The set time periods which employers must be aware of and comply with are:
- Where there are 100 or more redundancies proposed, no employee can be dismissed until at least 45 days have passed after the BEIS receives notification; and
- Where there are 20-99 redundancies proposed, no employee can be dismissed until at least 30 days have passed after the BEIS receives a notification.
Time limits for consultations
Consultation with the representatives must begin in good time as there are minimum time periods set, which prevent any employees being dismissed by reason of redundancy in a set period after the consultation has started (as set out above). The time period which employers must abide by is case-specific as it depends on the numbers involved.
The set time periods which employers must be aware of and comply with are:
- Where there are 100 or more redundancies proposed, no employee can be dismissed until at least 45 days have passed after the start of consultation; and
- Where there are 20-99 redundancies proposed, no employee can be dismissed until at least 30 days have passed after the start of the consultation.
The consultation is taken to begin when the employer provides information on the proposals to the appropriate representatives. It is therefore important to ensure that if the election of employee representatives is required, this takes place in a time-efficient manner as this does not form part of the 45/30-day consultation window, and therefore has the potential to cause significant delays in the overall process.
What the duty to "inform" and "consult" involves
This duty has been split into two stages:
- The provision of written information; and
- The consultation on the proposed redundancies, with a view to reaching an agreement.
The employer needs to give the appropriate representatives written information detailing the proposed redundancies. In this, the employer should cover:
- The reasons for the proposed dismissals;
- The roles it proposes to remove;
- The proposed method of selecting employees who may be dismissed;
- The proposed method of carrying out the dismissals; and
- The proposed method for calculating the amount of redundancy pay.
If the employer has agency workers, further information should be given. Agency workers have a complex status; please seek specific advice in this situation.
The employer must provide sufficient information to enable meaningful consultation to take place. The employer's plans regarding its proposal may change. However, this is not an adequate reason to prevent information from being given to the appropriate representatives at the outset of consultation. If the proposals do change, the employer has a continuing duty to inform the appropriate representatives of these changes.
For the consultation to be deemed "fair", the proposals must still be at an early stage and not set in stone when consultation begins. Furthermore, the appropriate representatives must be given sufficient time to respond to the proposals and put forward their ideas. The employer should thoroughly consider any new proposals made by the appropriate Representatives. The employer must enter the consultation with an open mind and with a willingness to consider other suggestions.
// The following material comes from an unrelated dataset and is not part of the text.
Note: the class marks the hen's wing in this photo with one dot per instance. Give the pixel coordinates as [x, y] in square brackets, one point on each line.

The employer should consult with the appropriate representatives "to reach an agreement" on the following matters in particular:
- Avoiding the dismissals;
- Reducing the number of dismissals; and
- Mitigating the consequences of the dismissals.
Only once collective consultation has concluded, the individual consultation can begin.
If the employer does not follow the overall process or the time limits listed above, any affected employees can be awarded up to 90 days' gross annual pay each, known as the "Protective Award". The employee is provided with a gross week's pay for each week in the protected period and a proportional sum for each part week in the protected period. There is no cap on the gross weekly pay the employee can receive.